If the government offered this alongside private insurance plans through employers and private insurance, then the difference in cost between the private insurance and the government would have the majority of people move to the government plan because they got equal health care at significantly lower costs and with a lot less hassle and surprise bills or denials of service.

Health care providers (operating as private contractors) would all understand the rules of the major health care financer and be able to focus on providing medical care instead of having to hire three or four medical insurance clerks to deal with differing insurance regulations and with fighting with insurance companies to get various services covered for their patients. Appeals for denials of services would be public record and available to the press, unlike similar "appeals" to private insurers, so the public could be made aware of unfair financing practices. Note the several private health insurers in California were sued for waiting until someone got expensively sick, then going back and determining ways to cancel their policies and merely refund their premiums instead of paying benefits. This unfair process (which is probably widespread) only comes out against a private insurer after expensive and lengthy law suits, and then only if the currently declining media covers it. A government appeals process can be made separate from the issue of making a profit, unlike for private insurers.
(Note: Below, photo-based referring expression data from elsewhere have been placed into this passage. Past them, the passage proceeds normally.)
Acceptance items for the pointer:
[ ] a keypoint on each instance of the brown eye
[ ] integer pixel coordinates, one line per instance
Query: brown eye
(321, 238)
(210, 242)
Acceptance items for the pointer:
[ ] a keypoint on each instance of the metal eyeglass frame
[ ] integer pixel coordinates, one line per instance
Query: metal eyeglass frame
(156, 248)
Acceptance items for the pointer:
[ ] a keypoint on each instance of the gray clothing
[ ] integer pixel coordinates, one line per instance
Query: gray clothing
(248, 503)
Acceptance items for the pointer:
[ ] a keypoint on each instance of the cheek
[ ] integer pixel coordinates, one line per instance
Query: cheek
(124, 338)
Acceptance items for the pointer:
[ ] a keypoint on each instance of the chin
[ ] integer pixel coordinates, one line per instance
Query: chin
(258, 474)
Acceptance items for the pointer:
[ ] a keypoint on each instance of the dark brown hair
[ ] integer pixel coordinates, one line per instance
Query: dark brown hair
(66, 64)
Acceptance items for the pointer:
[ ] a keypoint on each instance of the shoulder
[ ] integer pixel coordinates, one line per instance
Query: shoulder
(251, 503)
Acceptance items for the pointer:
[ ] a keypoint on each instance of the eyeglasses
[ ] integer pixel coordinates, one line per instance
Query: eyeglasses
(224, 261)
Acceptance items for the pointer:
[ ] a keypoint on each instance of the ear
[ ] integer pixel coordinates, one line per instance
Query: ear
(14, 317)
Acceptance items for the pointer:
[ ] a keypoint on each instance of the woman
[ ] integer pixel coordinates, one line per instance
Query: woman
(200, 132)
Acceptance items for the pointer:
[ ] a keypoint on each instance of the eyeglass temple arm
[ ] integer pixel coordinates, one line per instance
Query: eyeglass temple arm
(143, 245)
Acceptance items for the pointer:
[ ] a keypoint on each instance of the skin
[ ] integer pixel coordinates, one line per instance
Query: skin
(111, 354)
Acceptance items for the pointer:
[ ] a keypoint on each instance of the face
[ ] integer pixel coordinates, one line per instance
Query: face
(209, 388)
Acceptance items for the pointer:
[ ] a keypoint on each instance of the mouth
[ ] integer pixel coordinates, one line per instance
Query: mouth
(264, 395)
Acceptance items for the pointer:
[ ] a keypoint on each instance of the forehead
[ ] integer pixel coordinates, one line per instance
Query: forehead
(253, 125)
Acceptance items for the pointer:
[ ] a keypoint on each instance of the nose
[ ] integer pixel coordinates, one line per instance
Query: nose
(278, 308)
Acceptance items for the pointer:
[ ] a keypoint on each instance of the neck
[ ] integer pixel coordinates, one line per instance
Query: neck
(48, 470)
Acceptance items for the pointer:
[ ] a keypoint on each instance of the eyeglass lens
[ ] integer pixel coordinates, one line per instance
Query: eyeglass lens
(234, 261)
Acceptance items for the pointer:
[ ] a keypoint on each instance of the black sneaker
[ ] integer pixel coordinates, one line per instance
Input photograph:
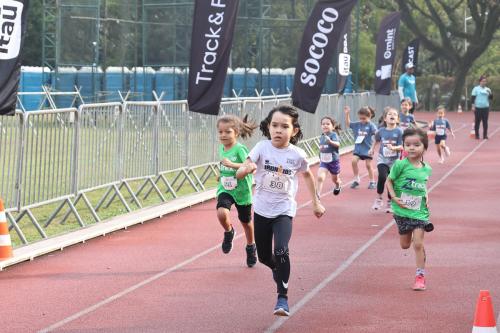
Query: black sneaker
(337, 190)
(227, 243)
(281, 308)
(251, 255)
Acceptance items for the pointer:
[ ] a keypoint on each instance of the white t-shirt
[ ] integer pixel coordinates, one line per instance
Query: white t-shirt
(276, 180)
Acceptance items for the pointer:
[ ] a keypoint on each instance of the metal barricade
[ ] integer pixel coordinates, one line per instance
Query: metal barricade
(99, 129)
(49, 157)
(57, 157)
(11, 131)
(138, 140)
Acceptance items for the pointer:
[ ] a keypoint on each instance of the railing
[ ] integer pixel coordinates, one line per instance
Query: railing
(63, 169)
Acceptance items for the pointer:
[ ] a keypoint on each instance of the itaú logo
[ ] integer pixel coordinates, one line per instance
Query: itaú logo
(317, 49)
(10, 29)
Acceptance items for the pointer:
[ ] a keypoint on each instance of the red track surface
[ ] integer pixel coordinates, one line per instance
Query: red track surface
(162, 277)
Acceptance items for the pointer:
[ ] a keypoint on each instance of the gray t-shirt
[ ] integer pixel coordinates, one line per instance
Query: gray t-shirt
(327, 152)
(276, 180)
(363, 135)
(388, 136)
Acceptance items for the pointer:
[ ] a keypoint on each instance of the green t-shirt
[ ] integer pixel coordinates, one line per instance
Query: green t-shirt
(239, 189)
(410, 184)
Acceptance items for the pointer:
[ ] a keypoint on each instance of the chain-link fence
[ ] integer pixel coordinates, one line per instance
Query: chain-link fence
(59, 156)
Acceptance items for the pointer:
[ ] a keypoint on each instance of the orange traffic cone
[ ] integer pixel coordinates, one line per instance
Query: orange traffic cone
(472, 133)
(484, 319)
(5, 243)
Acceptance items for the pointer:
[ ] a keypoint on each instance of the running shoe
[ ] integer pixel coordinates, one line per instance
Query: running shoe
(419, 283)
(227, 243)
(388, 209)
(377, 204)
(251, 255)
(337, 190)
(281, 308)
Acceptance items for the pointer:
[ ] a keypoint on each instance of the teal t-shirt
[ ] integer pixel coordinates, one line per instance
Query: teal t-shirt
(408, 83)
(410, 184)
(482, 96)
(239, 189)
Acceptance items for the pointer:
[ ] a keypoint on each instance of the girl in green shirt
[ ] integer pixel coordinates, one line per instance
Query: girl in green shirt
(407, 185)
(232, 191)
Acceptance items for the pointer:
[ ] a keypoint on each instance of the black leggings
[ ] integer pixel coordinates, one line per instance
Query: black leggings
(278, 260)
(481, 114)
(383, 172)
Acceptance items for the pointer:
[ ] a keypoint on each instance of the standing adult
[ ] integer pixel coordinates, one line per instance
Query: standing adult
(407, 86)
(481, 96)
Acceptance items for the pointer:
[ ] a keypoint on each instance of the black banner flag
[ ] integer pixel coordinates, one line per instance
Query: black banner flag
(411, 54)
(344, 58)
(387, 39)
(13, 15)
(211, 41)
(317, 50)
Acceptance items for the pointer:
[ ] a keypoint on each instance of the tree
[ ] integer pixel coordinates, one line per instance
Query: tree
(447, 17)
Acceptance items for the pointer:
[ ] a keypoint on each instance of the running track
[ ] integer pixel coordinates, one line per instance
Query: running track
(348, 272)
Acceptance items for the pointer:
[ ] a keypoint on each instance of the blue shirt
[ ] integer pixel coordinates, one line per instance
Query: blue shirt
(388, 136)
(440, 125)
(363, 136)
(326, 149)
(482, 96)
(405, 120)
(409, 86)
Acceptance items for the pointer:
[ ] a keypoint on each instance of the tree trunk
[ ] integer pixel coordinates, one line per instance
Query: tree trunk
(458, 88)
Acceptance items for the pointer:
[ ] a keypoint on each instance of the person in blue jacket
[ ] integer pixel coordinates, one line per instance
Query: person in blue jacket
(481, 97)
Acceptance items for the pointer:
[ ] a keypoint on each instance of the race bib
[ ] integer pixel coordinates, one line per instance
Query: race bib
(411, 202)
(359, 139)
(326, 157)
(276, 183)
(229, 183)
(389, 152)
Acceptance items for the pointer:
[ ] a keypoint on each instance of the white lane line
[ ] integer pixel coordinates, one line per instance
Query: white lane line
(148, 280)
(311, 294)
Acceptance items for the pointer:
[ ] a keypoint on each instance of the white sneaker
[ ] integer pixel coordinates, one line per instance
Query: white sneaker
(388, 209)
(377, 204)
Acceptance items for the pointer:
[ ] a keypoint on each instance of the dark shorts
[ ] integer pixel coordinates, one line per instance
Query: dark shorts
(226, 200)
(363, 157)
(439, 138)
(406, 225)
(413, 105)
(333, 167)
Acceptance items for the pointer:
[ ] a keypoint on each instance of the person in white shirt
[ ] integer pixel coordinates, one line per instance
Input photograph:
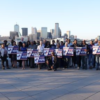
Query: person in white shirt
(4, 53)
(40, 48)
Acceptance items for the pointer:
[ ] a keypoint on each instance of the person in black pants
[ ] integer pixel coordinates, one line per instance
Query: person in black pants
(4, 53)
(52, 62)
(75, 58)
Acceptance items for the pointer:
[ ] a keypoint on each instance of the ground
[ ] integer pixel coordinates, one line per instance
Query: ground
(34, 84)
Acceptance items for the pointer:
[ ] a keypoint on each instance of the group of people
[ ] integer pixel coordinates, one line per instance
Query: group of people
(53, 62)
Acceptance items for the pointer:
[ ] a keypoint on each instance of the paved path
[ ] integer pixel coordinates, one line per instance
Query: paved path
(33, 84)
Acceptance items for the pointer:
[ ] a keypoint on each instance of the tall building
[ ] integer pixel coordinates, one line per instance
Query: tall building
(56, 32)
(52, 32)
(13, 34)
(68, 34)
(34, 30)
(43, 32)
(34, 33)
(49, 36)
(24, 31)
(16, 29)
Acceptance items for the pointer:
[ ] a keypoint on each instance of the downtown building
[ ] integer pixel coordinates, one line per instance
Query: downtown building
(24, 31)
(16, 29)
(13, 34)
(57, 31)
Most average workers simply want access to needed health care for themselves and their families. Middle class workers want medical care access and protection of their family wealth, such as their home and retirement funding. Only a universal health care mandate properly designed will provide that. It clearly is not here for a great many people right now, and what is happening to the auto workers demonstrates how uncertain even employer-provided health care is.


Addendum 10:39 CDT

Here is a link to a story of how the employer insurance is abused by employers. Fired Zales worker recovers. My thanks to the commenter "anonymous" who left this link as a comment to my April 10th post on Social Security and Medicare Notes.